Sin esfuerzo aparente, el caballero agarró a Vinculus y lo puso debajo del lazo. El nudo rodeó el cuello de Vinculus y tiró de él con brusquedad, levantándolo en el aire: al mismo tiempo, la otra cuerda se soltó y se enrolló pulcramente en el suelo.
Vinculus pataleaba en el aire y su cuerpo se convulsionaba y giraba. A pesar de que se había jactado de ser duro de matar, el cuello se le rompió enseguida: el crujido seco se oyó claramente en el páramo desierto. Dos o tres espasmos más y se acabó.
Stephen, olvidando que había decidido odiar a todos los ingleses, se cubrió la cara con las manos y lloró.
El caballero bailaba canturreando entre dientes, como hacen los niños cuando están muy contentos. Luego dijo en tono natural:
—Vaya, ha sido un poco decepcionante. No se ha resistido en absoluto. Me gustaría saber quién era.
—Se lo he dicho, señor —dijo Stephen enjugándose las lágrimas—. Era el hombre que me reveló la profecía. Tenía extrañas marcas en el cuerpo. Como una escritura.
El caballero le arrancó a Vinculus la chaqueta, la camisa y la corbata.

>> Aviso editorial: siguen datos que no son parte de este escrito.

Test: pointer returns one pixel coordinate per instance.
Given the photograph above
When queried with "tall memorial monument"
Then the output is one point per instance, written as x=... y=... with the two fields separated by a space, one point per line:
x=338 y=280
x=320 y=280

—Sí; ahí está —dijo con una ligera sorpresa. Rascó con la uña un pequeño círculo que Vinculus tenía en el hombro derecho, como tratando de desprenderlo. Al ver que no se despegaba, perdió el interés—. ¡Bien, ahora iremos a hechizar a lady Pole!
—¿Hechizarla, señor? ¿Para qué?
—Ah, pues para que se muera dentro de un mes o dos. Aparte de otras consideraciones, así lo exige la tradición. Es muy raro que a la persona que es liberada de un encantamiento se le permita vivir mucho, ¡y más si la había encantado yo! Lady Pole no está lejos de aquí, y hemos de enseñar a esos magos que no se nos puede desafiar impunemente. ¡Vamos, Stephen!